CVE-2026-24009 in docling-core
Summary
by MITRE • 01/22/2026
Docling Core (or docling-core) is a library that defines core data types and transformations in the document processing application Docling. A PyYAML-related Remote Code Execution (RCE) vulnerability, namely CVE-2020-14343, is exposed in docling-core starting in version 2.21.0 and prior to version 2.48.4, specifically only if the application uses pyyaml prior to version 5.4 and invokes `docling_core.types.doc.DoclingDocument.load_from_yaml()` passing it untrusted YAML data. The vulnerability has been patched in docling-core version 2.48.4. The fix mitigates the issue by switching `PyYAML` deserialization from `yaml.FullLoader` to `yaml.SafeLoader`, ensuring that untrusted data cannot trigger code execution. Users who cannot immediately upgrade docling-core can alternatively ensure that the installed version of PyYAML is 5.4 or greater.
Be aware that VulDB is the high quality source for vulnerability data.
Analysis
by VulDB Data Team • 01/22/2026
The vulnerability identified as CVE-2026-24009 represents a critical remote code execution flaw within the Docling Core library, a foundational component in document processing applications. This vulnerability stems from a well-documented issue in the PyYAML library, specifically CVE-2020-14343, which has been inherited and exposed through the docling-core implementation. The flaw manifests when applications utilizing docling-core versions between 2.21.0 and 2.48.3 process untrusted YAML input through the `docling_core.types.doc.DoclingDocument.load_from_yaml()` method. This represents a significant security risk as it allows attackers to execute arbitrary code on systems processing documents through vulnerable implementations.
The technical root cause of this vulnerability lies in the improper handling of YAML deserialization within the docling-core library. When applications use PyYAML versions prior to 5.4, the library defaults to using `yaml.FullLoader` which permits arbitrary Python object instantiation during deserialization. This loader can execute malicious code embedded within YAML payloads, as it does not restrict the types of objects that can be created during the parsing process. The vulnerability specifically impacts systems where untrusted YAML data is processed through the documented API endpoint, creating a direct path for remote attackers to inject and execute malicious payloads.

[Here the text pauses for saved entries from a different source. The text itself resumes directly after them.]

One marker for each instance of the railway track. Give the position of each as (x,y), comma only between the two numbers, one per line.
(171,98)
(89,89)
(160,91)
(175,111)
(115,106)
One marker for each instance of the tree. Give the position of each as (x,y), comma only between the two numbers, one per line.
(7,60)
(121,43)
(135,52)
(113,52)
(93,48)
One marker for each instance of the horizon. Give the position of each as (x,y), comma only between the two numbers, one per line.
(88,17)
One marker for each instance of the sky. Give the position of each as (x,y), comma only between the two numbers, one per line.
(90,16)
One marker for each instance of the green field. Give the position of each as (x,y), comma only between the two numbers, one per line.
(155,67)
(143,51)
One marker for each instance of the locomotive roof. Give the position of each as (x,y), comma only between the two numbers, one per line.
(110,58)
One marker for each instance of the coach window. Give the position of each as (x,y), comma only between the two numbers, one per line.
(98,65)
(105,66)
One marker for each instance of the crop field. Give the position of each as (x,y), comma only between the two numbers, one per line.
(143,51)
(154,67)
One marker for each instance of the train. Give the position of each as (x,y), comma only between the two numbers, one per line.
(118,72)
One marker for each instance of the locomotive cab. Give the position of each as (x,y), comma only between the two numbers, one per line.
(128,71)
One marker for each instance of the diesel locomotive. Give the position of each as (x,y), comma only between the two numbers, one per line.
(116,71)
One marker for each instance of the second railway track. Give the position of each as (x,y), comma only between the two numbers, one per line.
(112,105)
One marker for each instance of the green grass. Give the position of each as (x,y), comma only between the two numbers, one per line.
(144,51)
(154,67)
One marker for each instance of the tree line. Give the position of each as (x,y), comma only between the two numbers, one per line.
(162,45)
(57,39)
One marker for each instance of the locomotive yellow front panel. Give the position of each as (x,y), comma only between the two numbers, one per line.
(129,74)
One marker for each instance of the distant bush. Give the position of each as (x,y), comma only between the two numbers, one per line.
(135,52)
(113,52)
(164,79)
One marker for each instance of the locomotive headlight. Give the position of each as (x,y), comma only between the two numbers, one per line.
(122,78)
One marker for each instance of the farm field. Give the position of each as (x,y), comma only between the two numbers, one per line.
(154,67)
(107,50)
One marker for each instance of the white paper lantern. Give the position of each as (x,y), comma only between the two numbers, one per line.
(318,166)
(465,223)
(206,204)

The operational impact of this vulnerability extends beyond simple code execution, as it fundamentally compromises the security boundaries of document processing systems. Organizations relying on docling-core for document ingestion and processing face potential compromise of their entire infrastructure when processing untrusted documents. Attackers could leverage this vulnerability to gain unauthorized access to systems, escalate privileges, or establish persistent backdoors within document processing pipelines. The vulnerability's exposure through the `load_from_yaml()` method means that any application processing external or user-provided documents through this interface becomes immediately vulnerable, creating widespread potential for exploitation across various document processing applications.
The mitigation strategy for this vulnerability involves either upgrading to docling-core version 2.48.4 or ensuring that PyYAML is updated to version 5.4 or greater. The patch implemented in version 2.48.4 addresses the issue by switching from `yaml.FullLoader` to `yaml.SafeLoader`, which prevents the instantiation of arbitrary Python objects during YAML parsing. This change aligns with industry best practices for secure deserialization as outlined in CWE-502, which specifically addresses deserialization of untrusted data. Organizations implementing the workaround of updating PyYAML directly should ensure that all dependencies are properly managed to prevent version conflicts that might reintroduce the vulnerability. The fix demonstrates adherence to ATT&CK technique T1203, which involves bypassing security controls through legitimate system tools, by properly securing the deserialization process rather than attempting to circumvent security measures through improper configuration.